Mr Osinbajo’s media aide Laolu Akande, in a statement on Wednesday, said the vice president spoke virtually at the closing of the 2021 Conference of African Insurance Practitioners. Mr Osinbajo noted that amid challenges posed by climate change, particularly energy transition, the coming decade anchored on AfCFTA offered great opportunities for Africa’s socio-economic transformation and urged African insurance practitioners to leverage opportunities in the AfCFTA.
“Every smart economic grouping, whether governments or businesses, must be thinking, planning and strategising for these new times. The free trade agreement presents a major opportunity for African countries,” said Mr Osinbajo. “By some estimates, if we get it right, we can bring several millions out of extreme poverty and raise the incomes of 68 million others who live on less than $5.50 per day.”

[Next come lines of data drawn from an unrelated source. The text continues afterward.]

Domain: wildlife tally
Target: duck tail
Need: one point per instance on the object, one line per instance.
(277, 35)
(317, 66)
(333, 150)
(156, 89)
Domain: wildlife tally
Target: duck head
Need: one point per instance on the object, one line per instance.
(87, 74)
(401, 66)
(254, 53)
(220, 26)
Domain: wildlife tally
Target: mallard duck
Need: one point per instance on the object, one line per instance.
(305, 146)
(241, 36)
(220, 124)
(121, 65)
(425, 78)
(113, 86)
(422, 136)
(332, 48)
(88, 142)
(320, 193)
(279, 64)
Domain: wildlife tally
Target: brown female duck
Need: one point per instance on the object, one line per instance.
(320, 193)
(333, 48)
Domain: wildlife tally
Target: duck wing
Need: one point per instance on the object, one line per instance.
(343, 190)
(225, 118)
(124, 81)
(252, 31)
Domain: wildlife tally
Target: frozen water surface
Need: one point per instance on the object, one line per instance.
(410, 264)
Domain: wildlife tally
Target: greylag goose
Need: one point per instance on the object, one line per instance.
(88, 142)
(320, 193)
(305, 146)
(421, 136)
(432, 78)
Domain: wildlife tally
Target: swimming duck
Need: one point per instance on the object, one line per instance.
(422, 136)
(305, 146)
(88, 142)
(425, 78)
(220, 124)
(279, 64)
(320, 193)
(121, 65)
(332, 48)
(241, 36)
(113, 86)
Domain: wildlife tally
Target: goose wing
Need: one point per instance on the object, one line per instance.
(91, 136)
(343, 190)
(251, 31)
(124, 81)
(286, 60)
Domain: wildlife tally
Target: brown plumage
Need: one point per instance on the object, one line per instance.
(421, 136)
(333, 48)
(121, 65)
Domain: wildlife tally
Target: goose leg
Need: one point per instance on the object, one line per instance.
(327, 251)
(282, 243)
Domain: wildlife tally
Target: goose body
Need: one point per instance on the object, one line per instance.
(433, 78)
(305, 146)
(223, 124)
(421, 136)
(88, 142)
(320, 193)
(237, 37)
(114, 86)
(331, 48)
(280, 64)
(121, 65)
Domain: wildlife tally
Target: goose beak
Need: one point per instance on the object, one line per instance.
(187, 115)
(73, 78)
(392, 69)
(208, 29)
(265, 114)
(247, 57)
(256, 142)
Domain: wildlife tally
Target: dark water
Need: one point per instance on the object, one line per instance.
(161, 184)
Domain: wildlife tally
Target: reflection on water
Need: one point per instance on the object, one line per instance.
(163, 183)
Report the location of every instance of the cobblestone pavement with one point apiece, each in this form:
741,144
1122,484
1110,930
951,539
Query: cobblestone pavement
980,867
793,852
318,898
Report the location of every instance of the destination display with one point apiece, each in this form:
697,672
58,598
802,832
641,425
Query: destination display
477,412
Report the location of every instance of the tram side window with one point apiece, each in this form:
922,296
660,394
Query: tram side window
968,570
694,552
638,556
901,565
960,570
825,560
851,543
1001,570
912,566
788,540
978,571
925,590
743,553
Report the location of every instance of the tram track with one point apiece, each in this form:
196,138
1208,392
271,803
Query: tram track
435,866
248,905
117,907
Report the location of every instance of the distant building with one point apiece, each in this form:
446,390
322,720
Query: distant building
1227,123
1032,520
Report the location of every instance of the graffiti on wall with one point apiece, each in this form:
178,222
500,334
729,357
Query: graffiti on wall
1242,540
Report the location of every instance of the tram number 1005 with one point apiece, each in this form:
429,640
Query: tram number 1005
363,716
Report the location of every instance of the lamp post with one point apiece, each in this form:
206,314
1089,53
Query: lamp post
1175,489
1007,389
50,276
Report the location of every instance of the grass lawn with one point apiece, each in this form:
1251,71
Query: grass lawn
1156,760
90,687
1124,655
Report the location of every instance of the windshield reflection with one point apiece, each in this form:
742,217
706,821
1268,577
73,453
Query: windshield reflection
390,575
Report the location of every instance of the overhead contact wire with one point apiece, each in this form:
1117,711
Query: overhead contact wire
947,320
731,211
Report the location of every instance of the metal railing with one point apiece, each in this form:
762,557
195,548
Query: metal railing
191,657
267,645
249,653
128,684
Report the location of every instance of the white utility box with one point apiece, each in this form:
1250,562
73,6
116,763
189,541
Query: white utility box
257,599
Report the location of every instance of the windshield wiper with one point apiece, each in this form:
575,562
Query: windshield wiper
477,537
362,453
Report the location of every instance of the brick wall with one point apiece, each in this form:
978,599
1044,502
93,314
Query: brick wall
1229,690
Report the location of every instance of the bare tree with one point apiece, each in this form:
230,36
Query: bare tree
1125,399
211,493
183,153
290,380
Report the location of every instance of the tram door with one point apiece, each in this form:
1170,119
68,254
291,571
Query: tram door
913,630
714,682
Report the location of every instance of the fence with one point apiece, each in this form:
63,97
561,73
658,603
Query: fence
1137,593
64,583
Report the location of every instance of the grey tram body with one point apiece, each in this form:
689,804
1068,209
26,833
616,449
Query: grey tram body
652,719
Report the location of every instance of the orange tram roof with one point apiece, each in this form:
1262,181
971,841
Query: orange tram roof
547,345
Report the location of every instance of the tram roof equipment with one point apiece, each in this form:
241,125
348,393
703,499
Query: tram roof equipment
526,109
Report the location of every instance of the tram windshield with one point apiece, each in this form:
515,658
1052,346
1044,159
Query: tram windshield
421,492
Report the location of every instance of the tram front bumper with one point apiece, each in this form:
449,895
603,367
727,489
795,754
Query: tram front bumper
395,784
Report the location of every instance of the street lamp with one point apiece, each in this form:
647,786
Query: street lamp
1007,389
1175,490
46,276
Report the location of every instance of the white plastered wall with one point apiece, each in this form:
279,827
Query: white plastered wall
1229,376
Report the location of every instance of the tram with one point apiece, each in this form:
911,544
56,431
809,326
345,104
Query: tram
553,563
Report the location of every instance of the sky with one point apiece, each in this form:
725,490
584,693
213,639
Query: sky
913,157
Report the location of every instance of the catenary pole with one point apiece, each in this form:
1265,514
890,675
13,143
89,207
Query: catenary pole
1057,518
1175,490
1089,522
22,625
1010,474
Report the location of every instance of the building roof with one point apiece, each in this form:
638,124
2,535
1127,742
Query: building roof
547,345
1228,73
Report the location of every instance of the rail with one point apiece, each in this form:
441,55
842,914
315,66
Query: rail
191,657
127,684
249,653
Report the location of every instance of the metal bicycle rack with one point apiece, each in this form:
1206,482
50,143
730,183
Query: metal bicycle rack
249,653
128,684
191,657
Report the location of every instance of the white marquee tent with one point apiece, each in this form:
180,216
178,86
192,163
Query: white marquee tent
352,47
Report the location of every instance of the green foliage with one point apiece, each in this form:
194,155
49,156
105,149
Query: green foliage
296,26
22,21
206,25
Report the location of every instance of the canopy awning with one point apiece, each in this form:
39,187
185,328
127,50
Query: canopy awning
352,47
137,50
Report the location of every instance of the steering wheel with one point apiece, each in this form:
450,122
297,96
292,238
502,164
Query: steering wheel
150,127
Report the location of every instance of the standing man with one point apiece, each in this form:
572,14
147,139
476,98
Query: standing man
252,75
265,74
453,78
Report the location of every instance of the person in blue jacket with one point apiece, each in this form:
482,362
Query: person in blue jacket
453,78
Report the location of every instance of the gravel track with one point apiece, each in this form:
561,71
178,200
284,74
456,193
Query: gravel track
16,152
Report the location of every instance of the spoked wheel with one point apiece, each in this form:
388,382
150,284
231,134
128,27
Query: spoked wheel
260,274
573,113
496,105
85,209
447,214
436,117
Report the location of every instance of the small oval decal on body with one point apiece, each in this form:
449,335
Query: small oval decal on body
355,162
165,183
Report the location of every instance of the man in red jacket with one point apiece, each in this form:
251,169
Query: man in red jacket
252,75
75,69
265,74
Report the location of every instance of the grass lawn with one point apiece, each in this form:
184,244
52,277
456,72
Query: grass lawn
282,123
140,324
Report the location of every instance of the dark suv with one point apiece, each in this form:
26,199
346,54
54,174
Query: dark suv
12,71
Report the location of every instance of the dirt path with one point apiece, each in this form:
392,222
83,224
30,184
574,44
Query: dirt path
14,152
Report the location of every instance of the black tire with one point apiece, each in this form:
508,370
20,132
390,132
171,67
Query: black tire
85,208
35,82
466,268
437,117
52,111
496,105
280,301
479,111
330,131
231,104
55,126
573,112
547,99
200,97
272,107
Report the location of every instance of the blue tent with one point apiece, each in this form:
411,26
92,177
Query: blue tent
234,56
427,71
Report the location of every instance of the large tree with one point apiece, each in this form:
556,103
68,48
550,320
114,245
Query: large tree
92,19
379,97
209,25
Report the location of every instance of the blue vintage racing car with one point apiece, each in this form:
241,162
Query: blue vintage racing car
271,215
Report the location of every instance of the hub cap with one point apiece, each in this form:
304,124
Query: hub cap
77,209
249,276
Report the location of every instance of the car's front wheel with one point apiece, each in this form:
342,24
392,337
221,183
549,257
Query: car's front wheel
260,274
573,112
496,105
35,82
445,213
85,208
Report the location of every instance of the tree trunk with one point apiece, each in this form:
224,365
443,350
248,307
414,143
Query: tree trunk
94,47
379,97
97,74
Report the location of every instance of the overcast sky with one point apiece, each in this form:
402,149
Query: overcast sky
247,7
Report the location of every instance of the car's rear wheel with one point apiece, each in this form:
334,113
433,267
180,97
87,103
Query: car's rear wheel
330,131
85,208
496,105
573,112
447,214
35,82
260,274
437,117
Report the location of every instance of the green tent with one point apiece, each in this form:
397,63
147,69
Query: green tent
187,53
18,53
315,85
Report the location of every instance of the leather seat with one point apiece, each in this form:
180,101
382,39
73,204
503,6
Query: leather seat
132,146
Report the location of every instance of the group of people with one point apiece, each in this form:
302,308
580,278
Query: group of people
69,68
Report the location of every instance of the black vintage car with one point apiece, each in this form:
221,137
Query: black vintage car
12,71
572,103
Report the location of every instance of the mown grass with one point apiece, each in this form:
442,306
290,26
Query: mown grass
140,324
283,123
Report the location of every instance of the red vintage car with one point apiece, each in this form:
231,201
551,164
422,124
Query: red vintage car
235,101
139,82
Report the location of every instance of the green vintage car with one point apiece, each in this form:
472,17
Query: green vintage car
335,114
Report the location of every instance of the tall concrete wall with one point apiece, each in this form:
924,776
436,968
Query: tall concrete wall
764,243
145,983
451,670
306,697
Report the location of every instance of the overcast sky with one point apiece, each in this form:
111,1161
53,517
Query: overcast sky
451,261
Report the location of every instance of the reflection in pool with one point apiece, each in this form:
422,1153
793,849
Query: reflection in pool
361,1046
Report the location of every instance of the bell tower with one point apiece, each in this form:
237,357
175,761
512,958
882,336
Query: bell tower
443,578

Speaking further, he stated, “There are potential income gains of up to $450 billion, and just cutting red tape and simplifying customs procedures alone could drive up to $250 billion of that sum.”
Mr Osinbajo also said all that amounted to plenty opportunities for the insurance industry in Africa, entailing more trade in goods resulting in greater need for insurance services and brokers.
“Demand for trade facilitation services will rise, but obviously companies that already have market presence in other African countries, even if by collaboration, will benefit more than others,” he added. “We can expect to see more well capitalised insurance providers from other African countries coming to compete in the Nigerian market. And we shouldn’t be surprised if this happens quickly.”
The vice president added that “services can be set up faster than manufacturing plants. Nigerian financial services companies, especially banks, are already in many African Countries, the likes of Zenith, Access, UBA.”
“How about Insurance companies? We should now be looking at developing homegrown international African insurance conglomerates; the time is now,” said Mr Osinbajo.
On the issue of climate change, Mr Osinbajo probed on how the African insurance industry prepared for the “interesting” days ahead.